Summer has taken its toll on our chemical storage room. Renovation in rooms throughout the school has unexplainably resulted in an influx of plastic bins filled with countless items including such things as goggles small enough for 1st graders, sand timers, craft paper, and boarders for bulletin boards. Bins and boxes clutter the floor and fill the countertops. It’s overwhelming, as we need the space for lab preparations and possibly student lab work. Unfortunately, our days are booked beyond comprehension. Fortunately, there is a part-time lab assistant who does wonders for us. Thankfully, he begins to tackle the disorder.
We’re standing amidst the chaos. He points to a box, “Shall I just chuck it?” clearly confident we’ll respond affirmatively.

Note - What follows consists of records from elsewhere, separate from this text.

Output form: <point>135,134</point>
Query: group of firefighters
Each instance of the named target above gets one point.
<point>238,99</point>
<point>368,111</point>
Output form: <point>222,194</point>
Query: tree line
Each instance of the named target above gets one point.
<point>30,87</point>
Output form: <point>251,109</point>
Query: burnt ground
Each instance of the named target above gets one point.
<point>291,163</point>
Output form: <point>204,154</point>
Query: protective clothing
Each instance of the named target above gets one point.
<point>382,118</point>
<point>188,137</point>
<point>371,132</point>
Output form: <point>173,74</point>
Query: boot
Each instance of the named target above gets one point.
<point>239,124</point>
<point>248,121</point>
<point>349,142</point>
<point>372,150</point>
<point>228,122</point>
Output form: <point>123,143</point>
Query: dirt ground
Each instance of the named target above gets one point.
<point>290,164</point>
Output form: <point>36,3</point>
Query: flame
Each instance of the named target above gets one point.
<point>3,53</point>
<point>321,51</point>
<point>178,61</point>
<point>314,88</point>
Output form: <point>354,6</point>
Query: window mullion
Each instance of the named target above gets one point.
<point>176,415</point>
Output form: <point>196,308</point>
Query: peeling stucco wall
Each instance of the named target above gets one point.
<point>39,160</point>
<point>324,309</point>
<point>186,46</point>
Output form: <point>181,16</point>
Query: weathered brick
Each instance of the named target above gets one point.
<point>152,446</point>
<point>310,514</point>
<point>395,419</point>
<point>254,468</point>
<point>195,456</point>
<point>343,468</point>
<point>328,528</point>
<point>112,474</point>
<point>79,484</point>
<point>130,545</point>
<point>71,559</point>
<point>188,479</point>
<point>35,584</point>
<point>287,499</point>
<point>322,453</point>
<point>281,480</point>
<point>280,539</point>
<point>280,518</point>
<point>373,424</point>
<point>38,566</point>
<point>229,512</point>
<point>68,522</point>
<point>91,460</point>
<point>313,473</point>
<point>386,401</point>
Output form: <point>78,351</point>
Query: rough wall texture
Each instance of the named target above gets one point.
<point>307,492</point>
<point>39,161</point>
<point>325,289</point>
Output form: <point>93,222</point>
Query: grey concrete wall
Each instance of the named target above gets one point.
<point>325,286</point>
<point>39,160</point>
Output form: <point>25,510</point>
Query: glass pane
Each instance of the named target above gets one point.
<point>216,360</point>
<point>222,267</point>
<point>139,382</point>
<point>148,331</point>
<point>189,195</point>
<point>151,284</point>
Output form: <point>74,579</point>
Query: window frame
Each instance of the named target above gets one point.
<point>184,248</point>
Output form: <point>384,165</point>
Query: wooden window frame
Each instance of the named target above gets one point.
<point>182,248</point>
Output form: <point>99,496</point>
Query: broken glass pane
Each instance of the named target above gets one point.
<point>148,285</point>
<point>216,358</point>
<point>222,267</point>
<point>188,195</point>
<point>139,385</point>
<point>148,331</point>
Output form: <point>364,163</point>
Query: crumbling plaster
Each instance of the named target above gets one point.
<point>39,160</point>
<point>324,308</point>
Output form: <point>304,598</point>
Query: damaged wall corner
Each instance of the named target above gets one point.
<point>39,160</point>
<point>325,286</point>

Our eyes scan the rolls of periodic tables, science posters, and maps. There are now six different science teachers and a health teacher that might find something useful in that box. We each use items periodically from the box.
My colleague quickly responds, “No, definitely not. It may look like it’s not used but that’s because we put it back once we’re done using it”.
He’s somewhat exasperated but accepts the verdict, allowing his eyes to wander to other potentially “unuseful” items that can be tossed to clear away some space for lab work. My colleague and I meander back into my room to rummage around in the storage room.
After a few minutes he leans into my room and queries, “Do we really need two skeletons?”
My thoughts race: biology, integrated science, health, and elementary classes all use the skeletons. About once a year both are being utilized simultaneously. They’re expensive. What if the school grows? What if we remove one and regret it? They don’t take up that much room. Better safe then sorry.
Despite not having spoken a word between us, my colleague and I respond in unison, “Yes, we need them”. Irrational? Perhaps.
He looks at us in disbelief and barely suppresses an eye-roll. We don’t hear a word from him the rest of the day.
The room is becoming more orderly, even usable. After entering the room recently, this is what I saw:
It’s a test, isn’t it? If the apron and/or lab coat remain the entire year then he knows we don’t really need two skeletons. Or maybe he was annoyed. Or maybe he’s drying the apron and coat after a washing. Or maybe he’s just being funny.
In any case, it made me laugh. I’m leaving it ‘cause it makes me smile every time I walk through there.